Some companies have responded to Moscow’s status as an economic pariah by leaving Russia. BP and Shell abandoned investments. McDonald’s and Starbucks stopped serving customers. Ukrainian President Volodymyr Zelenskyy has criticized Nestle, Unilever, Johnson & Johnson, Samsung and LG, among others, for continuing to operate in Russia.
“If you’re a (Western) business and you’re looking toward the future in terms of building new plants, sourcing new products, expanding business lines, you’re going to be more prone to look toward countries and companies with similar values and norms,” Cutler, now vice president at the Asia Society Policy Institute, said in an interview.
Cold War 2.0
The emerging economic divide suggests a throwback to the Cold War, when the West and the Soviet bloc largely operated in separate economic spheres. But back then, China was an economic backwater. This time, it’s the world’s top exporter and second-biggest economy.
Indeed, despite rising tensions between Beijing and Washington, Americans maintain a ravenous appetite for low-cost Chinese products.
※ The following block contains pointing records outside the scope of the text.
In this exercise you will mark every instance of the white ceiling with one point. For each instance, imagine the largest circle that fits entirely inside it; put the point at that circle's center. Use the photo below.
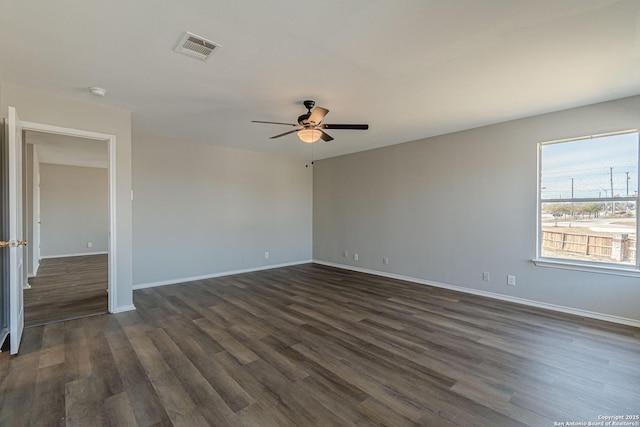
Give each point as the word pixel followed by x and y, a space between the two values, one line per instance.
pixel 409 68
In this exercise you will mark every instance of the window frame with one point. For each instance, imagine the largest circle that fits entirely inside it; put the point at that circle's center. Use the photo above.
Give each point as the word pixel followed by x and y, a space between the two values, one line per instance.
pixel 581 265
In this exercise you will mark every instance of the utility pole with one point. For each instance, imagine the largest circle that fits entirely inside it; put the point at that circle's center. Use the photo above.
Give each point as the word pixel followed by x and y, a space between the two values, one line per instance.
pixel 613 204
pixel 572 214
pixel 571 188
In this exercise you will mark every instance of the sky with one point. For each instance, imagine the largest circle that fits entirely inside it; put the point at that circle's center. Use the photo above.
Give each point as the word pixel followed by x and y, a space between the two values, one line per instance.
pixel 587 161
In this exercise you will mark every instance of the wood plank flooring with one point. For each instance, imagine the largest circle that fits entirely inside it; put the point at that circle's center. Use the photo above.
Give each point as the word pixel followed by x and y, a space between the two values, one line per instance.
pixel 67 288
pixel 315 346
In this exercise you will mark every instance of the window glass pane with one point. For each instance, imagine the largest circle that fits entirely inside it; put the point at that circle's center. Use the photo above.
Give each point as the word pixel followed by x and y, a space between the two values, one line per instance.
pixel 590 168
pixel 590 231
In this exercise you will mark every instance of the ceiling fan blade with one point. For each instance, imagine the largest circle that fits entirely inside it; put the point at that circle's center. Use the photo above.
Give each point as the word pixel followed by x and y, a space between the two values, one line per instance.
pixel 283 134
pixel 351 127
pixel 273 123
pixel 325 136
pixel 317 115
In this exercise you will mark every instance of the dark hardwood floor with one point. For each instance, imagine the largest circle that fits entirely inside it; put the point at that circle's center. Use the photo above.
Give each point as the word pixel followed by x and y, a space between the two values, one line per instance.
pixel 67 288
pixel 312 345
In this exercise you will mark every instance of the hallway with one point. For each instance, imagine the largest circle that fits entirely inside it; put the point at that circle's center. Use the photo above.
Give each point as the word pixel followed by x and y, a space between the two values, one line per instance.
pixel 67 288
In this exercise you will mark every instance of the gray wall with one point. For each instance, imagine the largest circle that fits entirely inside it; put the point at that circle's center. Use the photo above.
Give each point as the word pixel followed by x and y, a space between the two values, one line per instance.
pixel 447 208
pixel 203 210
pixel 88 114
pixel 74 210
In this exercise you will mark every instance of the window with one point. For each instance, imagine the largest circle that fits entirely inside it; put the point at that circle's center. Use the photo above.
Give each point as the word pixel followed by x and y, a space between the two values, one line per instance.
pixel 588 201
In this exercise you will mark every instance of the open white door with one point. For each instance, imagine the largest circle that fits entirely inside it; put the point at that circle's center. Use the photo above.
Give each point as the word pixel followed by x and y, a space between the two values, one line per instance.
pixel 16 242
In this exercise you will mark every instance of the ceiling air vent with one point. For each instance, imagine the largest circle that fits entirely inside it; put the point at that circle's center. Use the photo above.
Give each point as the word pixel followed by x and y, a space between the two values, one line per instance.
pixel 196 46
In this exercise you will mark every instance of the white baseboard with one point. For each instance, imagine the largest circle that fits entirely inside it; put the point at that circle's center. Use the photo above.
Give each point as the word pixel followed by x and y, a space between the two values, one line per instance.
pixel 523 301
pixel 123 308
pixel 214 275
pixel 70 255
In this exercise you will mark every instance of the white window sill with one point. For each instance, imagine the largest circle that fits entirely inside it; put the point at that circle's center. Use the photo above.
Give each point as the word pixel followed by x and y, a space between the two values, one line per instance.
pixel 630 271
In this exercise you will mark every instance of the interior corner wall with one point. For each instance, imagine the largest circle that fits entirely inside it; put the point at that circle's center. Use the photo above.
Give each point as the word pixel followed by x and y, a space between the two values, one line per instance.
pixel 74 210
pixel 51 109
pixel 447 208
pixel 201 210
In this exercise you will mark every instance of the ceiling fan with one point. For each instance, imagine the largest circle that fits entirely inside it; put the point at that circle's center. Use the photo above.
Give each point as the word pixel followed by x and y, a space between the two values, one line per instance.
pixel 310 127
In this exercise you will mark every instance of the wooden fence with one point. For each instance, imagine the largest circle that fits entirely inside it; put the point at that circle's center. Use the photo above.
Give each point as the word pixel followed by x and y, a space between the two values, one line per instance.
pixel 619 249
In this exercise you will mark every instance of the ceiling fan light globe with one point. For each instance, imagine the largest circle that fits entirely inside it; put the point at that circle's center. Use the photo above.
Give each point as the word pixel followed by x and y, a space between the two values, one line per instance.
pixel 309 135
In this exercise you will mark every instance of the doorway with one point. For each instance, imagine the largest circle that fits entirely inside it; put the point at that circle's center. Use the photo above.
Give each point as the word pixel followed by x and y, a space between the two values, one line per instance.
pixel 70 269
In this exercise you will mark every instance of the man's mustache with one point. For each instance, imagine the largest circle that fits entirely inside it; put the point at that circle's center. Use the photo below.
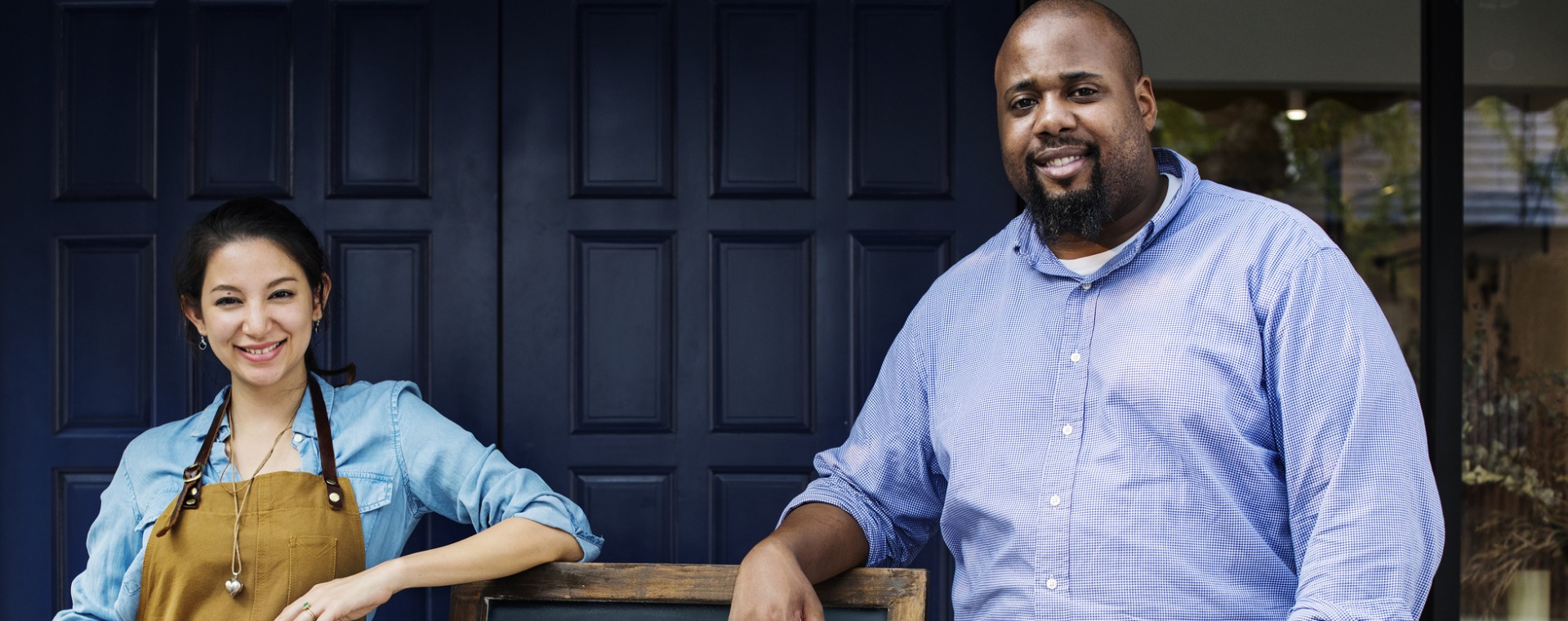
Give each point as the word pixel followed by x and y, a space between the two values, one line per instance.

China last year exported nearly $507 billion of goods to the United States, the second-highest figure on record and far more than any other country.
The West’s retaliation against Russian aggression, though justified, will “have negative economic consequences that will go far beyond Russia’s financial collapse, that will persist, and that are not pretty,” Posen warned in Foreign Affairs.
Chill on innovation
Innovation will likely falter as U.S. and European scientists collaborate less with Chinese and Russian counterparts. Denied access to low-cost labour and materials, Western companies may turn out pricier products. Consumers may no longer be able to count on readily available, low-cost goods – an alarming prospect with U.S. inflation at a 40-year high.
A shift away from China eventually could move more production back to the United States and help restore some manufacturing jobs. Still, Christopher Rupkey, chief economist at the research firm FWDBONDS, foresees at least “one gigantic stumbling block” to that idea: A labour shortage has left U.S. companies already struggling to fill a near-record levels of job openings.
“There is no one to work the factories to produce the goods here on American soil,” Rupkey wrote in a research report.
Relying on low-cost suppliers was so profitable that “it was easy to overlook or minimize potential pitfalls,” Howard Marks, co-chairman of Oaktree Capital, told investors in a letter.
The Covid disruptions, along with trade and geopolitical conflicts, mean that “companies are seeking to shorten their supply lines and make them more dependable, primarily by bringing production back on shore,” Marks wrote. “Rather than cheapest, easiest and greenest sources, there’ll probably be more of a premium put on the safest and surest.”
Bindiya Vakil, CEO of Resilinc, a supply chain consultancy, thinks any such economic decoupling may take years. Still, she said, “A lot of companies that would have taken maybe 20 years to exit China will now exit within three.”
At least for now, the breakdown of three decades of globalization will make supply chains less efficient and perhaps jeopardize a fragile global economy. It will also likely prolong the high inflation that has bedeviled households and businesses.
“I would say this is a shift for the next 30 years,” Vakil said.